Na última transição digital, as organizações de notícias — incluindo o "Times", por um bom tempo — compraram a afirmação repetida do Vale do Silício de que "a informação quer ser livre". Muitos nem sabiam que a citação original, do filósofo da tecnologia Stewart Brand, tinha outra parte: "A informação quer ser cara, porque é muito valiosa — a informação certa no lugar certo simplesmente transforma sua vida."

Não podemos ser tão ingênuos desta vez. As organizações de notícias são coletivamente menores e mais fracas do que há duas décadas. Os gigantes tecnológicos são maiores e mais fortes — e muito mais dispostos a usar seu tamanho e poder. Enquanto isso, a própria onda da IA pode ser maior e mais veloz, à medida que a tecnologia continua a melhorar. Mesmo que as coisas pareçam estar bem por enquanto, lembre-se: essas primeiras ondas anunciam um tsunami que se aproxima.

A internet já está sobrecarregada de bots e lixo digital. Está cada vez mais difícil saber de onde as coisas vieram e se são verdadeiras. Isso criou uma sensação crescente de que nada pode ser confiado, exigindo de todos uma vigilância quase paranoica sobre tudo — ou, pior, um mergulho no niilismo. O efeito não é apenas que as pessoas acreditam em coisas falsas: é que deixam de acreditar em coisas verdadeiras. Essa combinação tóxica já está levando mais pessoas a se desengajarem completamente. As empresas de tecnologia acenam para essas tendências e dizem "não é culpa nossa" e, de forma ainda mais reveladora, "não é nosso problema".

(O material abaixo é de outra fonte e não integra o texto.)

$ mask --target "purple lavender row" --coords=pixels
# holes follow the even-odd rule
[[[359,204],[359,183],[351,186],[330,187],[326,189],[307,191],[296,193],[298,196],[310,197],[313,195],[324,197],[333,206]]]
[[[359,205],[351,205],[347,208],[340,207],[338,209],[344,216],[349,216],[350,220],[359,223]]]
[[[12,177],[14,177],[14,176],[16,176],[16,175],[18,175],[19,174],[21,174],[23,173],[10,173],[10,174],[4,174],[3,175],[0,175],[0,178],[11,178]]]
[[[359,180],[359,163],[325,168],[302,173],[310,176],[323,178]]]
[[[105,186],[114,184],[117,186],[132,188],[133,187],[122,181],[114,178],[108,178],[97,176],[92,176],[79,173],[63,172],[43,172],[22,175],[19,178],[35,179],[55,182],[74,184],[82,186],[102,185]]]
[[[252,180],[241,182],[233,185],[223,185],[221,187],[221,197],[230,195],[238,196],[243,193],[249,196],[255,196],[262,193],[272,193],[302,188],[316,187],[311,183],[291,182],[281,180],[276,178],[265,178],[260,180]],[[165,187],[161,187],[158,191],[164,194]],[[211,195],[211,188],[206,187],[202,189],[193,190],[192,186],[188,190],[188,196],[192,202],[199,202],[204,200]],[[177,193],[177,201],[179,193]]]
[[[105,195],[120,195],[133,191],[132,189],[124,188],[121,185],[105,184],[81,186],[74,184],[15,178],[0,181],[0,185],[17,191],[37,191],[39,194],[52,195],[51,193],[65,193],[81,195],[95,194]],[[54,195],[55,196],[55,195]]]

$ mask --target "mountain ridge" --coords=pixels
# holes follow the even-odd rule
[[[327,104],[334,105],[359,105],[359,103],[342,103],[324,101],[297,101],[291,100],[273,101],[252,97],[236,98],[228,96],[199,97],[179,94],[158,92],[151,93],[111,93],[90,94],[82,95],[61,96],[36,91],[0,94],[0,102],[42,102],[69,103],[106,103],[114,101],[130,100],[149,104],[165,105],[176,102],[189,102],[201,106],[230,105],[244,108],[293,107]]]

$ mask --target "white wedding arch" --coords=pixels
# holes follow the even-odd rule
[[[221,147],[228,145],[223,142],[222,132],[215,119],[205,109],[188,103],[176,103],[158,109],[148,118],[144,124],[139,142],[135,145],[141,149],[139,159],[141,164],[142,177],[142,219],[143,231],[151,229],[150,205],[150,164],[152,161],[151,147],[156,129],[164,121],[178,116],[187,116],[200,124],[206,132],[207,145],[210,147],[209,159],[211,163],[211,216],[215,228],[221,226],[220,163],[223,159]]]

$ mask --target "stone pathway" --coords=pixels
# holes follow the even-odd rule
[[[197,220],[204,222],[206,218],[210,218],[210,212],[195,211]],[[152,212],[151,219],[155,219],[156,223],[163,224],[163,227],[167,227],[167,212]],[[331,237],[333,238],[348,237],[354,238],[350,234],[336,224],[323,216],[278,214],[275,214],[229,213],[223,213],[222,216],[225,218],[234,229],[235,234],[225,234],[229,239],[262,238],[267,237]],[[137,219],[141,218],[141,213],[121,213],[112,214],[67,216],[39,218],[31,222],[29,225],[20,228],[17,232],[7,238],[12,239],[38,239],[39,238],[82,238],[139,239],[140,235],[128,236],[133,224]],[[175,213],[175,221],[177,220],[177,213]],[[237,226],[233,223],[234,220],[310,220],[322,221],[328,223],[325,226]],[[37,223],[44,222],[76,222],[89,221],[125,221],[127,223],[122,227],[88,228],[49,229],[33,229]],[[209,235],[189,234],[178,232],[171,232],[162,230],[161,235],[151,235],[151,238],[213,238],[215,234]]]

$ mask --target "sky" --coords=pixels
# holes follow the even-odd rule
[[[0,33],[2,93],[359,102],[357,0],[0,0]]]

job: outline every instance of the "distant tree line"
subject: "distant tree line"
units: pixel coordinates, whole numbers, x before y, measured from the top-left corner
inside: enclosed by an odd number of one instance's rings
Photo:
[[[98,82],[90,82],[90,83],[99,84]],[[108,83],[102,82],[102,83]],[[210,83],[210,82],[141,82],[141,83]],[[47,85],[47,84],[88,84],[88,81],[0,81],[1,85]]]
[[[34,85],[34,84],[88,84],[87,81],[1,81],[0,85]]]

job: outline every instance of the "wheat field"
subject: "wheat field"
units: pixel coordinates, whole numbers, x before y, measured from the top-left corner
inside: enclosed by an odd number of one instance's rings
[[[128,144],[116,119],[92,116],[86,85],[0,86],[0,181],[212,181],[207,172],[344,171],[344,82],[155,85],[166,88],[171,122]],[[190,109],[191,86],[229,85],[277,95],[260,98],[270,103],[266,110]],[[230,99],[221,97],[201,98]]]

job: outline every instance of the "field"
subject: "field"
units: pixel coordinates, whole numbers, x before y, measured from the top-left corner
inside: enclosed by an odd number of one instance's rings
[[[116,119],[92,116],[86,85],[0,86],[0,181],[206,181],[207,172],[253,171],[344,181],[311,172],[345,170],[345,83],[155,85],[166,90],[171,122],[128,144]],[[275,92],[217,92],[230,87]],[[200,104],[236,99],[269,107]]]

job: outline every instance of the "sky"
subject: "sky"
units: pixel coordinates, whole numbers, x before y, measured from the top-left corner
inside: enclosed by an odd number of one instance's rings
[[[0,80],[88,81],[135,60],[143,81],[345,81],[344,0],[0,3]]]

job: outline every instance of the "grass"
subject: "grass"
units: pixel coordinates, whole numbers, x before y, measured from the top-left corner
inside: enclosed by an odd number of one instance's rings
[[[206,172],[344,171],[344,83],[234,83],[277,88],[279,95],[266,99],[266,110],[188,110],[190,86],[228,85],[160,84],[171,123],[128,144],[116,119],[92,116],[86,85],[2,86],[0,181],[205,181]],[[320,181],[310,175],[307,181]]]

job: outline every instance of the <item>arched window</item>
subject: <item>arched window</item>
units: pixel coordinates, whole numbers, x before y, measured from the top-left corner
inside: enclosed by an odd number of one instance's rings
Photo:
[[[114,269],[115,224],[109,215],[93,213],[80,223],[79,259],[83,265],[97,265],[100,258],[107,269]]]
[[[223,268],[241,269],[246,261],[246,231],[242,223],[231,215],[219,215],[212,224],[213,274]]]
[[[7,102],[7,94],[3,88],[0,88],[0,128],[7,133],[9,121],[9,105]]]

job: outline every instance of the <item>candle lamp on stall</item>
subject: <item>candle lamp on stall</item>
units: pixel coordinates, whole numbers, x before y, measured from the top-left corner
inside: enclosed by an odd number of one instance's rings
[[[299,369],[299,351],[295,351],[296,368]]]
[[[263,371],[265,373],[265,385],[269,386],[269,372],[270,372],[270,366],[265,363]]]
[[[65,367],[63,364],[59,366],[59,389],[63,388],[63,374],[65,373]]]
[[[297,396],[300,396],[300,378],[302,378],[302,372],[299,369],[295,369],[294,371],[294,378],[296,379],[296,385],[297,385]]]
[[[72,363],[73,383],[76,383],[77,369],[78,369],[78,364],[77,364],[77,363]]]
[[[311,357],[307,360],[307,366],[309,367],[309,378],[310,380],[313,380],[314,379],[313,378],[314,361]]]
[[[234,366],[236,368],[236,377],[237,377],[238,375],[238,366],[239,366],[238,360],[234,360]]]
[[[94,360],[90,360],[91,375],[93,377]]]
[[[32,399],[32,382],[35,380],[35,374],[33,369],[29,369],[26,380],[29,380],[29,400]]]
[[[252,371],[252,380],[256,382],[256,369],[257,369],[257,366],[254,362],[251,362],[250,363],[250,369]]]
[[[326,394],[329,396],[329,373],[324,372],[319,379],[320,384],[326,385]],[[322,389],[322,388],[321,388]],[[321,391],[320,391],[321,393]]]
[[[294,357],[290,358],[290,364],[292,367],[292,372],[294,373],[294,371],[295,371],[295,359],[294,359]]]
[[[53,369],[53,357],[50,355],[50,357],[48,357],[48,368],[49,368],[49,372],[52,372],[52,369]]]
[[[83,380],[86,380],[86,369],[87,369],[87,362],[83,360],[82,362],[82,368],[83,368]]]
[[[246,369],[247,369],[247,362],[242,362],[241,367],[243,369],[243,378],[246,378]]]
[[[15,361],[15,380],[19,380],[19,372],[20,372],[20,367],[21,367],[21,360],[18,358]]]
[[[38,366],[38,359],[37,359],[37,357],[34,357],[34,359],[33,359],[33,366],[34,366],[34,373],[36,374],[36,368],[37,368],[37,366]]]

As organizações de notícias deveriam se posicionar como a alternativa confiável nesse caos. Notícias e informações em que se pode confiar são mais raras e mais necessárias do que nunca. O tipo produzido por equipes de profissionais experientes, apoiados por processos e padrões rigorosos. Segundo pesquisas, quando alguém quer verificar algo que encontrou e que acha que pode ser falso, a opção preferida é "uma fonte de notícias em que confio". Em último lugar na lista? Um chatbot de IA.

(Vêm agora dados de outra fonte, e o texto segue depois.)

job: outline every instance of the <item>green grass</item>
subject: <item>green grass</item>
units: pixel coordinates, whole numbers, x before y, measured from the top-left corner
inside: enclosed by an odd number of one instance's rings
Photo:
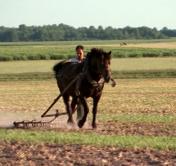
[[[54,78],[52,67],[58,60],[0,62],[0,80]],[[176,58],[112,59],[115,78],[176,77]]]
[[[0,129],[0,140],[30,143],[86,144],[130,148],[175,150],[175,137],[108,136],[81,132],[24,131]]]
[[[112,51],[114,58],[127,57],[175,57],[176,48],[120,47],[120,40],[68,41],[68,42],[15,42],[0,43],[0,61],[64,59],[75,55],[75,46],[83,44],[85,52],[92,47]],[[128,40],[128,44],[175,42],[167,40]]]

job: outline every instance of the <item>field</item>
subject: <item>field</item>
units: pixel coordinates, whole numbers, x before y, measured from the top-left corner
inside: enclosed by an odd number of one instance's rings
[[[121,42],[127,45],[120,46]],[[113,52],[113,58],[175,57],[176,39],[170,40],[112,40],[68,42],[17,42],[0,43],[0,61],[55,60],[73,57],[77,44],[85,46],[85,52],[93,47]]]
[[[155,47],[159,41],[138,44]],[[76,124],[68,126],[66,116],[59,117],[50,128],[11,128],[13,121],[40,119],[58,95],[52,75],[52,66],[57,61],[0,63],[0,164],[176,163],[176,77],[168,75],[176,70],[174,57],[113,59],[117,86],[105,85],[96,130],[90,125],[91,99],[88,120],[82,129]],[[148,74],[152,72],[161,75]],[[137,73],[142,73],[142,77],[135,77]],[[55,109],[65,110],[62,100],[52,111]]]

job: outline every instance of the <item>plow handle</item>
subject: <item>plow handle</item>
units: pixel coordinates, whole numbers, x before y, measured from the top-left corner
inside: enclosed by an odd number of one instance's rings
[[[59,96],[57,96],[57,98],[54,99],[54,101],[52,102],[52,104],[48,107],[48,109],[41,115],[41,117],[45,117],[45,115],[48,113],[48,111],[53,107],[53,105],[60,99],[60,97],[62,96],[62,94],[60,94]]]
[[[53,107],[53,105],[60,99],[60,97],[62,97],[64,95],[64,93],[70,88],[71,85],[73,85],[73,83],[75,83],[77,81],[77,79],[79,78],[79,74],[67,85],[67,87],[60,93],[59,96],[57,96],[54,101],[52,102],[52,104],[48,107],[48,109],[41,115],[41,117],[46,117],[46,114],[48,113],[48,111]]]

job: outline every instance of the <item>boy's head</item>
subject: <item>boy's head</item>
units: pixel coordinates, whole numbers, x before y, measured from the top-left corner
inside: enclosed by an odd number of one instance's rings
[[[82,46],[82,45],[78,45],[78,46],[76,46],[76,56],[77,56],[77,59],[78,60],[83,60],[83,58],[84,58],[84,46]]]

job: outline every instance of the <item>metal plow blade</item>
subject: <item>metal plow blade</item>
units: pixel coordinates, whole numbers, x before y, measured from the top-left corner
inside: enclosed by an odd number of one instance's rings
[[[36,121],[36,120],[31,120],[31,121],[20,121],[20,122],[13,122],[13,125],[15,128],[22,128],[22,129],[27,129],[27,128],[40,128],[40,127],[51,127],[52,122],[61,115],[66,115],[66,112],[59,113],[58,110],[56,110],[55,114],[45,114],[44,116],[42,115],[41,117],[54,117],[50,121]]]

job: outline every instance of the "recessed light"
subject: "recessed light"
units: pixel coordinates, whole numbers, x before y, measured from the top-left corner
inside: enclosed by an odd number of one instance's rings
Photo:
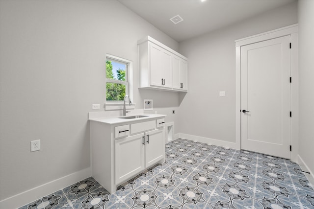
[[[170,19],[171,22],[175,24],[177,24],[183,21],[183,18],[182,18],[179,15],[177,15],[173,18],[170,18]]]

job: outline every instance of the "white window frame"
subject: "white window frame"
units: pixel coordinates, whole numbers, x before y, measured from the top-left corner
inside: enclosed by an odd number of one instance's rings
[[[117,83],[120,84],[126,85],[126,94],[129,95],[130,98],[132,101],[132,105],[127,105],[126,106],[128,109],[132,109],[135,108],[135,104],[133,102],[133,62],[109,54],[106,54],[106,59],[111,60],[116,62],[120,62],[121,63],[127,63],[128,69],[126,71],[126,81],[119,81],[118,80],[113,80],[107,79],[105,76],[105,83],[107,82],[112,83]],[[129,103],[128,103],[129,104]],[[122,110],[123,108],[123,101],[107,101],[106,98],[105,103],[105,110]]]

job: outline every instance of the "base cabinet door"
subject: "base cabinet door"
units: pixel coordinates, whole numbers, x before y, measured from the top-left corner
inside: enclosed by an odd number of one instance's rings
[[[137,134],[115,140],[116,185],[144,169],[144,136]]]
[[[163,129],[145,133],[145,167],[149,167],[164,158]]]

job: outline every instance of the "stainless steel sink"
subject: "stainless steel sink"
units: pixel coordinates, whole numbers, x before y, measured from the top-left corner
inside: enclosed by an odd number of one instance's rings
[[[134,119],[139,118],[141,117],[148,117],[148,116],[127,116],[124,117],[119,117],[122,119]]]

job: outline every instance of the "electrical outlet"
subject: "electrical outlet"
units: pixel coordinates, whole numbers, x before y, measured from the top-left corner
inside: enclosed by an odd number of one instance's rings
[[[93,104],[92,105],[92,109],[99,110],[100,109],[100,104]]]
[[[40,150],[40,140],[30,141],[30,151],[34,152]]]

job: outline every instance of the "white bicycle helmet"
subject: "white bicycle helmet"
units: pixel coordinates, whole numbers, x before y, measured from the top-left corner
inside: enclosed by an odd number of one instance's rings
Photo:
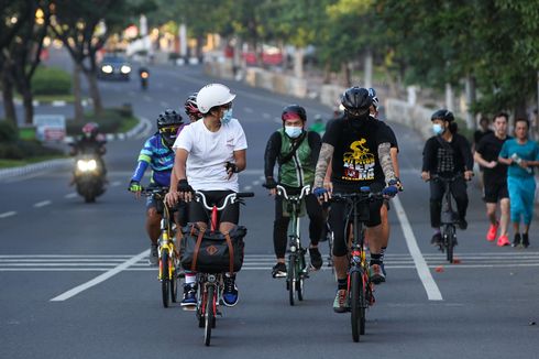
[[[227,86],[209,84],[198,91],[197,105],[200,112],[208,113],[212,107],[229,104],[234,98],[235,94],[231,94]]]

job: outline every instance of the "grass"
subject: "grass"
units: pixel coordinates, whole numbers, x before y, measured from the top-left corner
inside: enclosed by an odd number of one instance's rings
[[[66,157],[67,156],[65,155],[46,155],[46,156],[38,155],[38,156],[28,157],[24,160],[0,159],[0,168],[20,167],[26,164],[32,164],[32,163],[37,163],[37,162],[43,162],[48,160],[56,160],[56,159],[66,159]]]

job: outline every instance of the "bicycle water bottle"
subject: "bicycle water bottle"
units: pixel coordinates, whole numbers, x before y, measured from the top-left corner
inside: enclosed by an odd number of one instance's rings
[[[515,161],[519,166],[521,166],[520,164],[522,163],[522,159],[520,159],[520,156],[516,153],[513,153],[512,154],[512,160]],[[522,170],[526,170],[526,172],[528,172],[529,174],[534,173],[534,170],[531,167],[521,167]]]

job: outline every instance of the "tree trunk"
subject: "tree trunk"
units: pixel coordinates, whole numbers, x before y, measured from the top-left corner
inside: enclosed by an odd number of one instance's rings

Continuo convicto do valor criado por organizações de notícias de qualidade dedicadas ao trabalho difícil e caro do jornalismo original — para os leitores, para as comunidades, para a sociedade como um todo. E, sim, até para os modelos de IA.

Quem mais irá aos lugares onde os eventos estão se desdobrando? Quem nos trará relatos em primeira mão das linhas de frente de uma guerra? Quem nos equipará com informações confiáveis em uma crise de saúde pública? Quem vai expor a empresa de sucesso ou a carreira política construídas sobre uma mentira? Quem vai garantir que os debates sobre políticas econômicas sejam informados por seus impactos sobre pessoas reais? Quem mais pode enriquecer todo esse trabalho com conhecimento especializado duramente conquistado, que acrescenta perspectiva e contexto, e com compromissos profissionais profundamente enraizados de tornar cada matéria tão justa e precisa quanto possível?

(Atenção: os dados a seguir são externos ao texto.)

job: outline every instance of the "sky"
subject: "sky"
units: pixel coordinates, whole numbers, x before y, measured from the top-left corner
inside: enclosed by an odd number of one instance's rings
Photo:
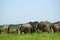
[[[0,0],[0,25],[60,21],[60,0]]]

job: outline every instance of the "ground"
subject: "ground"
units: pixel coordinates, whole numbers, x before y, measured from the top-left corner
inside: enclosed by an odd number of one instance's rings
[[[60,33],[0,34],[0,40],[60,40]]]

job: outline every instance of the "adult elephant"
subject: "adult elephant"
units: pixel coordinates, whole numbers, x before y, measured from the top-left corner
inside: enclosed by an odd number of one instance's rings
[[[19,27],[20,33],[32,33],[32,26],[29,23],[21,24]]]
[[[41,21],[38,25],[37,25],[37,29],[38,29],[38,32],[41,31],[41,32],[51,32],[51,23],[48,22],[48,21]]]
[[[34,22],[29,22],[29,24],[32,25],[32,32],[37,32],[37,25],[38,25],[38,21],[34,21]]]
[[[7,25],[7,24],[3,25],[3,31],[4,31],[5,33],[9,33],[9,30],[10,30],[9,25]]]
[[[53,30],[54,30],[54,33],[55,32],[60,32],[60,22],[54,23]]]

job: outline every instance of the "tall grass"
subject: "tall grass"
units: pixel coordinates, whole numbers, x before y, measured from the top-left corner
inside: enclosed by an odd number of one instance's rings
[[[60,33],[0,34],[0,40],[60,40]]]

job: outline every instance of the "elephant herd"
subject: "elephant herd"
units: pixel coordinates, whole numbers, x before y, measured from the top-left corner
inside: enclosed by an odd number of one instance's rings
[[[2,31],[0,30],[0,33]],[[49,21],[34,21],[24,24],[18,24],[16,29],[11,30],[9,25],[3,25],[4,33],[40,33],[40,32],[60,32],[60,22],[50,23]]]

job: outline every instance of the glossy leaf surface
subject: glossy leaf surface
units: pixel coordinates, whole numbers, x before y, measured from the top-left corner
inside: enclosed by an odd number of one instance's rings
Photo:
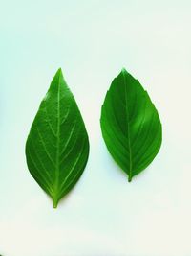
[[[106,94],[100,125],[108,151],[129,181],[153,161],[160,148],[158,111],[138,81],[125,69]]]
[[[26,144],[30,173],[53,198],[53,207],[77,182],[88,155],[84,122],[59,69],[40,105]]]

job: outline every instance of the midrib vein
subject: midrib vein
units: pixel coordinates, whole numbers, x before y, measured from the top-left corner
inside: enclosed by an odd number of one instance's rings
[[[55,200],[58,196],[58,180],[59,180],[59,151],[60,151],[60,75],[58,79],[58,89],[57,89],[57,140],[56,140],[56,162],[55,162]],[[56,207],[57,201],[53,202]]]
[[[131,140],[130,140],[130,127],[129,127],[129,110],[128,110],[128,100],[127,100],[127,82],[126,78],[123,74],[123,80],[125,84],[125,110],[126,110],[126,116],[127,116],[127,138],[128,138],[128,148],[129,148],[129,178],[128,181],[130,182],[132,180],[132,148],[131,148]]]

A questão é se esse valor será sugado pelos gigantes tecnológicos — ou se voltará para as organizações de notícias, permitindo que continuem esse trabalho essencial.

Espero que todos vocês levem essa questão a sério. Acredito que o futuro das nossas organizações de notícias e a saúde da esfera pública dependem de como responderemos. Obrigado.